Few are equal to Spurs head coach Gregg Popovich in the game-to-game adjustment grind that is the NBA Playoffs and if the Spurs are to win Game 2 Popovich will have to find a way to clean things up. This San Antonio team is talented to be sure, more talented than Grizzlies in the present. But the only thing elite about the Spurs is their execution.
In Memphis the 47 free throws the Spurs earned, and make no mistake they did earn them, are viewed as an insult and malady to be fixed. In hindsight the symphony of referees’ whistles may have been a bit of strategic, if unintended, brilliance.
Memphis is not quite a tank, even if that is what they did to get here. There is some speed in their engine and while they may pursue the open road recklessly, the freedom of transition offense from forced turnovers is the path they travel best.
An offensive juggernaut they are not, especially in the half court.

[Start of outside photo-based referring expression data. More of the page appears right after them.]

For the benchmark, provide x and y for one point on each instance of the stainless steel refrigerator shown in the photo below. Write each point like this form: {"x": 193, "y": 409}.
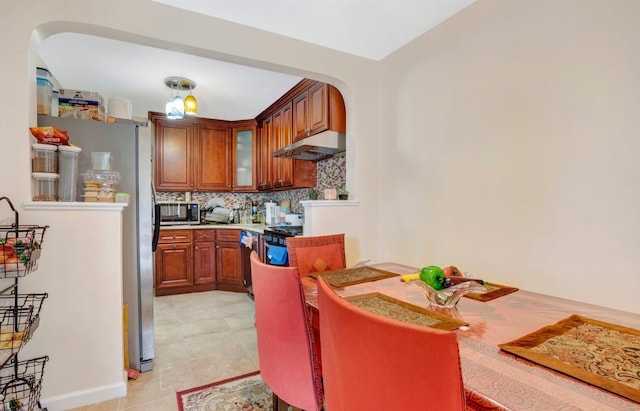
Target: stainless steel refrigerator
{"x": 130, "y": 145}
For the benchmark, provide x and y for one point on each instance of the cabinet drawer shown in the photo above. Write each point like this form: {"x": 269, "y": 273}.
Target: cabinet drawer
{"x": 174, "y": 236}
{"x": 227, "y": 235}
{"x": 204, "y": 235}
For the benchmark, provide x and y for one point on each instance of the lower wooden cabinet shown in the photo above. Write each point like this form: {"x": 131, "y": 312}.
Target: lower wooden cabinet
{"x": 192, "y": 260}
{"x": 228, "y": 270}
{"x": 204, "y": 257}
{"x": 173, "y": 258}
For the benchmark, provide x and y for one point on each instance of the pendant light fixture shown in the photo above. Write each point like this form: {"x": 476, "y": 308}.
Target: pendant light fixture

There are tools there to be sure in their large frontline of Zach Randolph and Marc Gasol, but a lack of shooting and perimeter creativity without Rudy Gay places a premium on offensive rebounds; something the Spurs will be able to negate to a certain extent.
In creating an ugly game with the barrage of fouls, the Grizzlies may have knowingly put themselves at a disadvantage, but they did so to drag the Spurs down to their level so to speak. They blew up the road knowing all too well the Spurs were navigating without their best off-road driver.
In Duncan’s decline Manu Ginobili is the Spurs best ugly game player. One could not help but look at the 47 free throw attempts and wonder how many more would have been tacked on with Ginobili in the game?
As has been written here before, Ginobili is the Spurs player who legitimizes the system by being the sole player to operate outside of it. Manu is the one player on this Spurs team that would be able to not only make sense of the muck the Grizzlies turned Game 1 into, but do so while keeping a semblance of the Spurs system and execution intact.
Few thrive on broken plays as much as Ginobili, and no one in the Spurs playoff rotation is quite as adept at getting opposing big men into foul trouble at this point in their careers. Both will be important in getting a three-point game that has worked to the Spurs advantage all season back on track.
The Spurs accomplished many of the little battles they sought to win, the sort of battles that eventually win the war. Popovich has rightly suggested the general game plan would remain the same with undoubtedly greater attention to detail with a few minor tweaks.
But should the Grizzlies choose to take this series off-road again, the biggest adjustment Popovich and the Spurs could make would be handing the keys to Manu Ginobili.